Eran las típicas viviendas de Notting Hill: una calle sin salida cubierta de lo que solían ser las cocheras de los ricos y que ahora se habían convertido en casas y pisos. Era la clase de sitio en el que los ministros gais ocultaban a sus novios cuando esa clase de cosas habrían podido provocar un escándalo. En la actualidad era más probable que estuviera lleno de banqueros y de los hijos de los banqueros. Todas las ventanas estaban oscuras, pero había varios BMW, Range Rover y Mercedes aparcados con torpeza en la calzada estrecha.

—¿Creéis que deberíamos esperar a Stephanopoulos? —preguntó Carey.

Lo pensamos detenidamente, pero no durante mucho tiempo, puesto que a los no devotos se nos estaban congelando las orejas. Había un portero automático gris soldado a la valla, así que pulsé el número de la casa de Gallagher. No respondió nadie. Lo intenté un par de veces más. Nada.

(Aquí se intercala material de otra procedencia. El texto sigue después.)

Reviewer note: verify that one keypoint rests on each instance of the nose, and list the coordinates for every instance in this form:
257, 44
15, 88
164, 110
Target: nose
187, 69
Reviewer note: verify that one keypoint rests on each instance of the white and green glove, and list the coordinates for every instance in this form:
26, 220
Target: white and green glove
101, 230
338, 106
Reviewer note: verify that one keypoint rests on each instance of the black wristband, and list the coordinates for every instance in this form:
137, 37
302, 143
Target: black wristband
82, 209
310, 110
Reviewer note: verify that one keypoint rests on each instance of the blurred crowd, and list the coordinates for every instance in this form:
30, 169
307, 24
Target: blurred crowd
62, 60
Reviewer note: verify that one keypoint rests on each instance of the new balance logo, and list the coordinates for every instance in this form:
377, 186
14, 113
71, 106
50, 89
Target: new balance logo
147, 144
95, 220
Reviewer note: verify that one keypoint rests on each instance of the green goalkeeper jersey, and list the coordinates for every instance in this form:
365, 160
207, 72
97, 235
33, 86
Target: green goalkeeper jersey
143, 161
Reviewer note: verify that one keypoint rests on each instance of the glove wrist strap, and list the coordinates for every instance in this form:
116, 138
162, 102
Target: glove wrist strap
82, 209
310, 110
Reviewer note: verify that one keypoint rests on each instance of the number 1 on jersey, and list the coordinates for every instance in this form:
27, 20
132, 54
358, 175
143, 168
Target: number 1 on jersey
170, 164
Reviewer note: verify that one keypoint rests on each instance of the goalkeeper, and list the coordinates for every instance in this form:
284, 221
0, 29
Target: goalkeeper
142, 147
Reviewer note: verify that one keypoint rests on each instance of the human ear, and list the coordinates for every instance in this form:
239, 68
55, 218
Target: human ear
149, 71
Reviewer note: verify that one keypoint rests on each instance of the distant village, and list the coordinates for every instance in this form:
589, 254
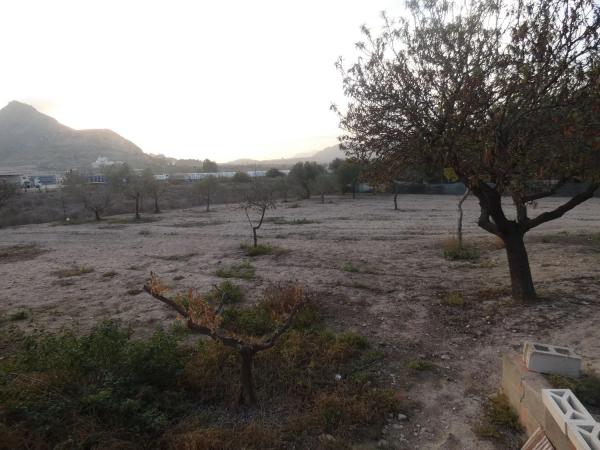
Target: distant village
28, 177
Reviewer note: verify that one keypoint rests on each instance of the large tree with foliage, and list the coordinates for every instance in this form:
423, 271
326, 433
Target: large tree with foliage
506, 94
303, 174
153, 187
347, 174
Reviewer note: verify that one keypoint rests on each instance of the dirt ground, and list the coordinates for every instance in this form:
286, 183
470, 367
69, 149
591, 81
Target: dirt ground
395, 298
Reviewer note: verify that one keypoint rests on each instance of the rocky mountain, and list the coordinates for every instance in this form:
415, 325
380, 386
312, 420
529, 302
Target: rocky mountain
30, 138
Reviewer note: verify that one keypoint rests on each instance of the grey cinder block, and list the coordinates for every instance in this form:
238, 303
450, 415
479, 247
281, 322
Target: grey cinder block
551, 359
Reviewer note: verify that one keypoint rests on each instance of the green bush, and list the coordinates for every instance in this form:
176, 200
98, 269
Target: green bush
19, 315
586, 387
349, 267
500, 422
453, 251
244, 270
105, 389
226, 290
454, 299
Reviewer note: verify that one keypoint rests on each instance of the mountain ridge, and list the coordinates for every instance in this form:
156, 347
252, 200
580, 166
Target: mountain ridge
28, 136
31, 138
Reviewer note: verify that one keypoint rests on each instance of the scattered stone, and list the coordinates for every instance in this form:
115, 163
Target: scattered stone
326, 438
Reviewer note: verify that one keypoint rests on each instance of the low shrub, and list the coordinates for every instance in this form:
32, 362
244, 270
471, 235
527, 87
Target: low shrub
227, 292
21, 252
19, 315
500, 422
105, 389
349, 267
421, 365
244, 271
453, 251
586, 387
259, 250
454, 299
74, 271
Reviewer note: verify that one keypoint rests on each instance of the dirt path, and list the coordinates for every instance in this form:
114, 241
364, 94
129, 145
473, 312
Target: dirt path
394, 297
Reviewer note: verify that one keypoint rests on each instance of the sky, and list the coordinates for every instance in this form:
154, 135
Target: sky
189, 79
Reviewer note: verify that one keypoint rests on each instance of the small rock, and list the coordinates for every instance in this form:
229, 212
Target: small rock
326, 437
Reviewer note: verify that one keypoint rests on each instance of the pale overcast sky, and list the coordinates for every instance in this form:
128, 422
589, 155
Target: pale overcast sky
190, 79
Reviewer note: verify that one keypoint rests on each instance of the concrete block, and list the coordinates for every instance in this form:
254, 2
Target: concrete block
564, 407
584, 435
524, 391
538, 441
545, 358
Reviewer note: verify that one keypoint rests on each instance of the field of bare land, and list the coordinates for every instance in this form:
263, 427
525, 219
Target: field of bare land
375, 271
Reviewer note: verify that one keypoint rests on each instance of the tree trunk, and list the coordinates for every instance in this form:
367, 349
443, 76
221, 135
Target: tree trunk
137, 208
247, 395
156, 208
460, 216
518, 263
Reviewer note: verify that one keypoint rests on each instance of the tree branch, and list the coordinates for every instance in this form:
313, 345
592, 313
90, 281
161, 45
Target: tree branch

—Puede que esté roto —dijo Guleed—. ¿Deberíamos intentarlo con los vecinos?

—No me apetece tratar con los vecinos todavía —dijo Carey.

Comprobé la valla. Tenía pinchos en lo alto muy espaciados y había un bolardo blanco situado lo bastante cerca para ofrecerme un sitio para pasar. El metal estaba dolorosamente frío bajo mis manos, pero me llevó menos de cinco segundos poner el pie en el barrote superior, pasar por encima y caer al otro lado. Los zapatos me patinaron sobre los adoquines, pero conseguí recuperar el equilibrio sin caerme.